AePPL `Switch`-defined mixtures

Maybe a new functionality to AePPL `Switches` would be to play multiplayer games on it 🤔

Lately, I have been trying to work on issues 76 and 77 of AePPL in which we would like to extend the library’s mixture functionality. See PR 154 in AePPL.

Mixture modelling in AePPL

The overarching goal of AePPL is to retrieve correct log-probability functions of data-generating models.
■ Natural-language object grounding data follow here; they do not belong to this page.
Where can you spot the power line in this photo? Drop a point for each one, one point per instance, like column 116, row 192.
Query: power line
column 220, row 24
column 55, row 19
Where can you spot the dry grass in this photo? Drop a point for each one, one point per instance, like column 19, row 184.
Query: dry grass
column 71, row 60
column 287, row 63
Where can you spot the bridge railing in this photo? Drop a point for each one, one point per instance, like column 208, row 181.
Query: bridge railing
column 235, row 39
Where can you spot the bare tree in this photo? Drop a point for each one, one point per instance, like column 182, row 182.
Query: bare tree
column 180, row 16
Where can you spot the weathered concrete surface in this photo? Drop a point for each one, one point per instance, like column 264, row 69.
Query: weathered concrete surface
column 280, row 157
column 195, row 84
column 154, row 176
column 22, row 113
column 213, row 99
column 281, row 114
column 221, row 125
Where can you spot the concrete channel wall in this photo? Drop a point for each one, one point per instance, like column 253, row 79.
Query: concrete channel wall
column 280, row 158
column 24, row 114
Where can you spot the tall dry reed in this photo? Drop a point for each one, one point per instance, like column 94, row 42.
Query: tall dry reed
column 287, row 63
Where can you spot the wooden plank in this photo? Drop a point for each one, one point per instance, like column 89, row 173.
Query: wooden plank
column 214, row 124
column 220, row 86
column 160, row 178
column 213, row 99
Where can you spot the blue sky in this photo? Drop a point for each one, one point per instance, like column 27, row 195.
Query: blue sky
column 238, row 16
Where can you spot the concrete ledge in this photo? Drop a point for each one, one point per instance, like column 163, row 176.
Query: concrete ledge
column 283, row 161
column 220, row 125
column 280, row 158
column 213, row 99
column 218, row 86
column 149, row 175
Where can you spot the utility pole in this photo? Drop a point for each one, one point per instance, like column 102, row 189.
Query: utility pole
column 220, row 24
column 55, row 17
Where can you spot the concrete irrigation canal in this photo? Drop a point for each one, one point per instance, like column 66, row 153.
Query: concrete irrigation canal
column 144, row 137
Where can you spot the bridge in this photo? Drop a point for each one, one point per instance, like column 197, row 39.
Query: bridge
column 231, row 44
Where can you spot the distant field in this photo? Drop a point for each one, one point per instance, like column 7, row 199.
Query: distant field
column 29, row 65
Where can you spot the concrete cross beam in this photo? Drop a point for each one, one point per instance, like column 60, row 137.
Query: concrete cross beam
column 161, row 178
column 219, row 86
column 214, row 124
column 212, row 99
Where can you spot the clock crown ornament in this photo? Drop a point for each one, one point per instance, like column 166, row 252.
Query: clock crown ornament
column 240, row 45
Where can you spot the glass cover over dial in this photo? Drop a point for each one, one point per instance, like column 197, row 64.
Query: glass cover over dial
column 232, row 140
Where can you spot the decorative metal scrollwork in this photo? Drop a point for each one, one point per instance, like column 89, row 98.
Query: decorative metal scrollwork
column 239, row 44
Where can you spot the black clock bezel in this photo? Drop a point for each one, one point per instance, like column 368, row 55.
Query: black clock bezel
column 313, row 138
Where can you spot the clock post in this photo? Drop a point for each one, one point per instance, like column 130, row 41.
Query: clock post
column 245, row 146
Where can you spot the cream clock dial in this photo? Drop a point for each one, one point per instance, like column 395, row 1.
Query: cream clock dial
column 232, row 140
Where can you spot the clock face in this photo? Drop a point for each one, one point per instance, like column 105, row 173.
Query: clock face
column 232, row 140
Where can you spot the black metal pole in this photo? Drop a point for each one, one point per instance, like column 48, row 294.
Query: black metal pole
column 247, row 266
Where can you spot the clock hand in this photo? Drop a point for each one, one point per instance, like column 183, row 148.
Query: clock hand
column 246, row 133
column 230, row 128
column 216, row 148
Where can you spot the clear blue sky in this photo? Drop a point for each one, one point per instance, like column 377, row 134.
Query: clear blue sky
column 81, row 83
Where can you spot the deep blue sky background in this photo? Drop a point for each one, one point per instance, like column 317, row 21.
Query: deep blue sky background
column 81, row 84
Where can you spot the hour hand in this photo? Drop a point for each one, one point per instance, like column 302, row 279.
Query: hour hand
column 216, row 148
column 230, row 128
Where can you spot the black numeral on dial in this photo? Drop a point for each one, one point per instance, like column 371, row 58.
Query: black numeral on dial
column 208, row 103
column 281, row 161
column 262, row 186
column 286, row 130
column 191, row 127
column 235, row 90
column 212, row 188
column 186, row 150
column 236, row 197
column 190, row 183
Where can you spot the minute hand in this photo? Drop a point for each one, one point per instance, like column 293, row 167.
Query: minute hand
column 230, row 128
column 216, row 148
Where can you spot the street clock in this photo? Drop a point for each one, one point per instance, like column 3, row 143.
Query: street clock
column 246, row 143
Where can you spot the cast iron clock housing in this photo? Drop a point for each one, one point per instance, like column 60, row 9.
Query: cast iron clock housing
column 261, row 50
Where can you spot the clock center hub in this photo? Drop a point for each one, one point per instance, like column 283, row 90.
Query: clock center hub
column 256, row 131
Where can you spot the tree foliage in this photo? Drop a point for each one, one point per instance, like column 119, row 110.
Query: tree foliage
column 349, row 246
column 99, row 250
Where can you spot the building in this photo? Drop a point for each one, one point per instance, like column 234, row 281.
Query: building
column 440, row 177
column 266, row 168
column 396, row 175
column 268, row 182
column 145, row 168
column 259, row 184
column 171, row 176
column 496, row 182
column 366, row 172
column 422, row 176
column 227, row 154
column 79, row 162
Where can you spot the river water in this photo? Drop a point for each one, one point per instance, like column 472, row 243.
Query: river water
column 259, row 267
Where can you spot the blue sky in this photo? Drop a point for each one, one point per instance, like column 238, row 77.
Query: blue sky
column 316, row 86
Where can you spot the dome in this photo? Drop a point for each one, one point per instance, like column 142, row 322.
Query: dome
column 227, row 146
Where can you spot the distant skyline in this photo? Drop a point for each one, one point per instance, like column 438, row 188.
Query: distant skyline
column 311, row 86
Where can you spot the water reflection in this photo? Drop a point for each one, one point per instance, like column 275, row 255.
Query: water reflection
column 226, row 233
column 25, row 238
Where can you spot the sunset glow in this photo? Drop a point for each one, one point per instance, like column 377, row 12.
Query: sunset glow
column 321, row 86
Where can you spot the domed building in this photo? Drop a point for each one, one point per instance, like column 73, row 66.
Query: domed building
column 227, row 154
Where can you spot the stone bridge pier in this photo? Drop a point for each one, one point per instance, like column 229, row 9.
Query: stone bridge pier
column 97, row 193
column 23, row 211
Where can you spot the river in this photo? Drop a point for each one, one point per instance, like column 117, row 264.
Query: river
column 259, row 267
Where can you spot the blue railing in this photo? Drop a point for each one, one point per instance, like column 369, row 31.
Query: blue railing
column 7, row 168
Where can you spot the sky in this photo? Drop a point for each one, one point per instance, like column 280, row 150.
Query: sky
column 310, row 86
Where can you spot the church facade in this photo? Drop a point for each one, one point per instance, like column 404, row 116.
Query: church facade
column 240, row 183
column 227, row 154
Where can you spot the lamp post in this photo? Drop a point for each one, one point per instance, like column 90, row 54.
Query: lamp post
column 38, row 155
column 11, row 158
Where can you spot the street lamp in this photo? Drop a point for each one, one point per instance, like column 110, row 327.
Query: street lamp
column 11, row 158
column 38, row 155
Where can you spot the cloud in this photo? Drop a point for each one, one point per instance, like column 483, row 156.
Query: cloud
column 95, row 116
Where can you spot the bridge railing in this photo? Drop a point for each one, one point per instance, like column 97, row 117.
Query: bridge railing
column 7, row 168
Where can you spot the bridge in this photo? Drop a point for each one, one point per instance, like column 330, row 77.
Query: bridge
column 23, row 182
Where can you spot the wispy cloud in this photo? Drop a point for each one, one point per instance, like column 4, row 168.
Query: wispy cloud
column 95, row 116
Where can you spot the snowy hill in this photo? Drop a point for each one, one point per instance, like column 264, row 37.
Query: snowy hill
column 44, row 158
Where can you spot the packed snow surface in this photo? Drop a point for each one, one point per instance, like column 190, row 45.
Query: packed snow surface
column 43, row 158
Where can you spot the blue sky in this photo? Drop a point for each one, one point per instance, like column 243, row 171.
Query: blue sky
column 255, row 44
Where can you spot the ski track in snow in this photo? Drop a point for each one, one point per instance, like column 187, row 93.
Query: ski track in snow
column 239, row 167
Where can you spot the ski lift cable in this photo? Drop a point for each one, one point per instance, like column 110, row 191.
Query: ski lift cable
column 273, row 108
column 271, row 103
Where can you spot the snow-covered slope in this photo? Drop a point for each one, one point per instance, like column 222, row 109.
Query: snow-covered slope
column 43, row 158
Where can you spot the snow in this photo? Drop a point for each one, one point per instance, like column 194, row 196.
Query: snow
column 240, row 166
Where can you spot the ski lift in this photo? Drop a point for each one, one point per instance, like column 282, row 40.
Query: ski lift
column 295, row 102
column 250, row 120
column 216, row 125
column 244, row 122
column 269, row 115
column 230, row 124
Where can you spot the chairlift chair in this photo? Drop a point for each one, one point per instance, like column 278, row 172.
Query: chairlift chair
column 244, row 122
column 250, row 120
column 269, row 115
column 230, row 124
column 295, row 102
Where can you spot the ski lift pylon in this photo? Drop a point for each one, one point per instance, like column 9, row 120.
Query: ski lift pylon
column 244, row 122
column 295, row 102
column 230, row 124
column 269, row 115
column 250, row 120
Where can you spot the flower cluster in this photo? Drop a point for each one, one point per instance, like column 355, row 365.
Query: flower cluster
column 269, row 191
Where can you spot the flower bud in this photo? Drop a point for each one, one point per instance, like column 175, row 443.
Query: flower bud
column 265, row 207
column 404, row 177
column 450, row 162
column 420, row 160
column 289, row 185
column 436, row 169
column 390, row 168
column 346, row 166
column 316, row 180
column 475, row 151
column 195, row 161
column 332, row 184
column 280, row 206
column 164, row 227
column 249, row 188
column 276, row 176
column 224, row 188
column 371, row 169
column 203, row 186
Diving a little bit more into the details, every data-generating model induces a hierarchical graph which can be build using Aesara’s symbolic mathematics toolbox. For instance, in PR 19, mixture models constructed via at.stack or at.join are currently supported:

import aesara.tensor as at
from aeppl import joint_logprob

srng = at.random.RandomStream(seed=2320)

I_rv = srng.bernoulli(0.5, name="I")
X1_rv = srng.normal(loc=-5, scale=0.1, name="X1")
X2_rv = srng.normal(loc=5, scale=0.1, name="X2")

Z1_rv = at.stack([X1_rv, X2_rv])[I_rv]

z_vv = Z1_rv.clone()
i_vv = I_rv.clone()

logp = joint_logprob({Z1_rv: z1_vv, I_rv: i_vv})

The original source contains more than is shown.